Some say that portrayal and glorification of those themes is a form of instigation. That may be true in part, but there's clearly a positive response from the public. It's not like we're unable to demonstrate disgust and to walk away from what we don't like. Conflict and violence clearly attract us (generalizing here, this certainly varies across genders, age groups and individuals).To me this is revelatory of the "dark" side that exists in people both individually and as a collective. The risk of war, mass discrimination, oppression and self-inflicted totalitarian regimes, is always present, because as humans, we still crave for some kind of strong experiences, some drama and strong feelings. It's a form of masochism that we need in order to check some of our biological boxes.

It's no surprise then, that at the first appearance of something remotely reminiscent of a zombie apocalypse, millions and billions of people jump in to play the game. Finally some entertainment where one isn't just a spectator, but also a participant. It's all so much more interesting than the old boring life. There are things to do, procedures and rituals, dictated by patriarchal and matriarchal leaders and their high priests. Suddenly, living becomes surviving, as well as having the power to save lives, and the power to prevent others from endangering lives.

Many live a life of struggles and may sometimes wish for a collapse of society, hoping that a new throw of the dice may give them something better. This is understandable, but what intrigues me more is how people that live a generally comfortable life are so often also ready to jump in and play, simply because their life is boring, and normal forms of entertainment are just not enough.

This is probably also what happens with organized violence that tends to come out from supporters of sports like soccer, where some younger spectators enact urban battlefields for no reason other than to let loose and to get a fix of violence and the relative adrenaline rush that comes with it. It would be too easy to categorize hooligans as crazy... they are men whose ancestors survived because of their fighting skills.

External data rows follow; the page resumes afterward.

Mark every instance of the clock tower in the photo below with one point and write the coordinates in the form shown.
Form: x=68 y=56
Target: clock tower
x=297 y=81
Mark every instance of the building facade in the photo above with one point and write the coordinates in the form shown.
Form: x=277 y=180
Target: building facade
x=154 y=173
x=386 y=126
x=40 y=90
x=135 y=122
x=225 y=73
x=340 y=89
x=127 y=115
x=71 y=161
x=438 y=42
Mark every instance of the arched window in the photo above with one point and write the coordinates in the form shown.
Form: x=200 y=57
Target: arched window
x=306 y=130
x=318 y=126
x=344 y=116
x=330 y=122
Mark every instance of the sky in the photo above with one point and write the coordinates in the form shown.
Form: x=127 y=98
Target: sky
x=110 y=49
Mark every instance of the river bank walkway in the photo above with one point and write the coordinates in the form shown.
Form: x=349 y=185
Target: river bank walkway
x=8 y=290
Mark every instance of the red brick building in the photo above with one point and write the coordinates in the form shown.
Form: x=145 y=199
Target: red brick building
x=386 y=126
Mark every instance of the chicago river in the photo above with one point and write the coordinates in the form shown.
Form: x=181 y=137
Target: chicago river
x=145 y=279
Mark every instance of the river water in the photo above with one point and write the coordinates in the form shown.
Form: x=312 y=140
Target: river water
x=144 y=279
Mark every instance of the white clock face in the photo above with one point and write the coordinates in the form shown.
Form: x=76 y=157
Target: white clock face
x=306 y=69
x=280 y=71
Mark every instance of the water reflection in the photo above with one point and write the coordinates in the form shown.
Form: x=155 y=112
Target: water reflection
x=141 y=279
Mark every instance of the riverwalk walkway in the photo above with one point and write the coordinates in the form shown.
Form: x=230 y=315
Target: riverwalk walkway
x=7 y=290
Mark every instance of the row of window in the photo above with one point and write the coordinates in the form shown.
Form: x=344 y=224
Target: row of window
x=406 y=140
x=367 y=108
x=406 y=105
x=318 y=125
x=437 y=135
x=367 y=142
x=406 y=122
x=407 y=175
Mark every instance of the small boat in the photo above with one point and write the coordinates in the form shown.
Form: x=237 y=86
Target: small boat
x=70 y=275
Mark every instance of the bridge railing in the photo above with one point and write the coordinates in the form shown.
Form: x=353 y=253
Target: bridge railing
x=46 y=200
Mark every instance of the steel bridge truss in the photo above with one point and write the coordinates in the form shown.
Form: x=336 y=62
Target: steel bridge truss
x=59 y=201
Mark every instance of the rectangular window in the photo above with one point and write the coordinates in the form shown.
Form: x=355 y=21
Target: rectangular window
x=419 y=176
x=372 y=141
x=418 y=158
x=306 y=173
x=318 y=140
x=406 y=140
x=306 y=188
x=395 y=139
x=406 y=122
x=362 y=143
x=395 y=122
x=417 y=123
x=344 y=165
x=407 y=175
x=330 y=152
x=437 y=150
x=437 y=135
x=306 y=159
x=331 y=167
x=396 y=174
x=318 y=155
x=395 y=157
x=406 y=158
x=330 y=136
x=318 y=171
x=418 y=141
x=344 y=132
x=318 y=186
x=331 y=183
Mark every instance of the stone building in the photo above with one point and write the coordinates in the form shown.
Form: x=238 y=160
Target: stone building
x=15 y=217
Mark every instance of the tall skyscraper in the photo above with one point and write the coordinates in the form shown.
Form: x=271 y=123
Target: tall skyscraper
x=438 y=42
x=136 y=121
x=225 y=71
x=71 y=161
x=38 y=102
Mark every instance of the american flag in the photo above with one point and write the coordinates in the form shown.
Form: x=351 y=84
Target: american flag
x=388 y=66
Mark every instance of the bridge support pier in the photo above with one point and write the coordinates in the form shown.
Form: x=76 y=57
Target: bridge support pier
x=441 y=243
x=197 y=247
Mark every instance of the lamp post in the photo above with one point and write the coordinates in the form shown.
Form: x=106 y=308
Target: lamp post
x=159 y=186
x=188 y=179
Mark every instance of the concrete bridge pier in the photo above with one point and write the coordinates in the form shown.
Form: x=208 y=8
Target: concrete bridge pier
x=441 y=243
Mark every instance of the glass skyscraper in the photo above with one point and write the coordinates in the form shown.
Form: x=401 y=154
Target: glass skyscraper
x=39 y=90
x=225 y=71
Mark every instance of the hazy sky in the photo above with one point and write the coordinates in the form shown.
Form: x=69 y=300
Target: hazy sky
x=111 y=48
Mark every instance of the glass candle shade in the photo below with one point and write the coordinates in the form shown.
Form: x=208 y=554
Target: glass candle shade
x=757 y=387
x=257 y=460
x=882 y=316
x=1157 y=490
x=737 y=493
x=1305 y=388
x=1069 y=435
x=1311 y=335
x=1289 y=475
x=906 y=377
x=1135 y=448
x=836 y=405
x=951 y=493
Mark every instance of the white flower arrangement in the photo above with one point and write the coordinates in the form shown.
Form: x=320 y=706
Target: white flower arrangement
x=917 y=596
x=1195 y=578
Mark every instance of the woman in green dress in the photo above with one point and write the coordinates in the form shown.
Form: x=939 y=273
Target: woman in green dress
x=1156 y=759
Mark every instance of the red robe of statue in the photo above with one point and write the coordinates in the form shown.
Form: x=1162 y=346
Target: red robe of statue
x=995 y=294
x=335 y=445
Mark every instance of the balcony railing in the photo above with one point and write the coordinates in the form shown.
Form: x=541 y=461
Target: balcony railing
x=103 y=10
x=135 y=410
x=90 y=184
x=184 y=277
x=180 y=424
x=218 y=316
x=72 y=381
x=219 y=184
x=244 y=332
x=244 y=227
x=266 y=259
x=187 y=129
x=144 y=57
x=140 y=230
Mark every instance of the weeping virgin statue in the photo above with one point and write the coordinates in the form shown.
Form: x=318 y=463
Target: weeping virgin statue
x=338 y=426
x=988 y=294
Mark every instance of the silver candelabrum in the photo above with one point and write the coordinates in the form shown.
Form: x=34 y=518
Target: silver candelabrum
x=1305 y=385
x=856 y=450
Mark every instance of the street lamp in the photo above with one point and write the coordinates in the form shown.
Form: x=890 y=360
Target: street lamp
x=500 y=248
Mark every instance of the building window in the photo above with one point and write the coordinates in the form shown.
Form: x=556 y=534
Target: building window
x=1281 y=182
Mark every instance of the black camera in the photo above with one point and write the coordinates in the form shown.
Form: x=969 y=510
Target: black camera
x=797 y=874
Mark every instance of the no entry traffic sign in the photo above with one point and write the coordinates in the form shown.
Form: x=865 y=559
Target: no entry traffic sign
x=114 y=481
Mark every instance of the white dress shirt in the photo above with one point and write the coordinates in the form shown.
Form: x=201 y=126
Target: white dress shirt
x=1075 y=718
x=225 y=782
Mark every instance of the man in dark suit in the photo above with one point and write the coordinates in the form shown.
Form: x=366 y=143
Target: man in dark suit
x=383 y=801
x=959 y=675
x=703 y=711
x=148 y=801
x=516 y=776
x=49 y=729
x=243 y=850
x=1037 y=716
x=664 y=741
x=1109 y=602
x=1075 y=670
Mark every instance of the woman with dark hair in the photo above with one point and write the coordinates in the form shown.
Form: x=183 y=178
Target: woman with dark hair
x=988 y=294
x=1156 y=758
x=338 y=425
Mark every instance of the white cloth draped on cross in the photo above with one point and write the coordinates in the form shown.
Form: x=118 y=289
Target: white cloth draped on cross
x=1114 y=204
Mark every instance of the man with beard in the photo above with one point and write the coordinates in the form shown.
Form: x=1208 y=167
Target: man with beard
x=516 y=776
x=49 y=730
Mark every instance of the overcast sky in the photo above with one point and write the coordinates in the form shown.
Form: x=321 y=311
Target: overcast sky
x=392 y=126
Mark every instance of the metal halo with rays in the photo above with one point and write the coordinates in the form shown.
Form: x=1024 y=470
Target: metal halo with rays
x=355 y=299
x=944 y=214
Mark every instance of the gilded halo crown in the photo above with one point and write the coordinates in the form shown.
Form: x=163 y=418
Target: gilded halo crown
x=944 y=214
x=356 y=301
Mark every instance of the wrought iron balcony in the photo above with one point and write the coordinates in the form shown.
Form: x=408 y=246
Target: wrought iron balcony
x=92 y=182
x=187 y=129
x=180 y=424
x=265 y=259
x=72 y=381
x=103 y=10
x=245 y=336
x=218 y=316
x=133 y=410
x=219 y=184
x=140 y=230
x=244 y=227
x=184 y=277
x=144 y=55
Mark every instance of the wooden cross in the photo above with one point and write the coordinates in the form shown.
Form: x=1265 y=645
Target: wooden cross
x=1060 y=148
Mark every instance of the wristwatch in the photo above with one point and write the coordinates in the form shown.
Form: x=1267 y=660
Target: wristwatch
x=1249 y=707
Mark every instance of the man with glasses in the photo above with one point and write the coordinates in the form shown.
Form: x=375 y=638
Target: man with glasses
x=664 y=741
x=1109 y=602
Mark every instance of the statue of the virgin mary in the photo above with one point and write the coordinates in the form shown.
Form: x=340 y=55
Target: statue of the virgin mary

There is a genetic component that cannot simply be repressed.If you're a leader aspiring to more raw power, this state of relative boredom should help you to steer the masses where you want. However, from a perspective of an ethical leader that aims at a more stable and rational society, a society that is less "hackable", it would be important to promote a lifestyle that is just less boring.

Some here will quickly point the failures of the education system… if only institutions could impart more knowledge and a better civic sense, but this avoids the root of the problem. No amount of schooling is going to erase certain instincts. Education can help to repress instincts and primordial needs, but repression breeds instability.

I'm not sure what would take to build a society that is both efficient and not too deprived of the kind of experiences that fulfill certain primordial calls. Because work tends to take a good chunk of life, and it's often a source of boredom and frustration, the ability to let people periodically rotate on more exciting jobs may be helpful, although not very productive and potentially dangerous. Who knows, maybe some amount of VR could alleviate the issue, although I'm not the biggest advocate for living surrogate lives.

I don't see an easy solution, but it would be already a step forward to admit that civilized societies are a breeding ground for explosions of mass hysterias, and that we should start to acknowledge and deal with our instincts, instead of ignoring and repressing them with a veneer of culture or, even worse, with drugs.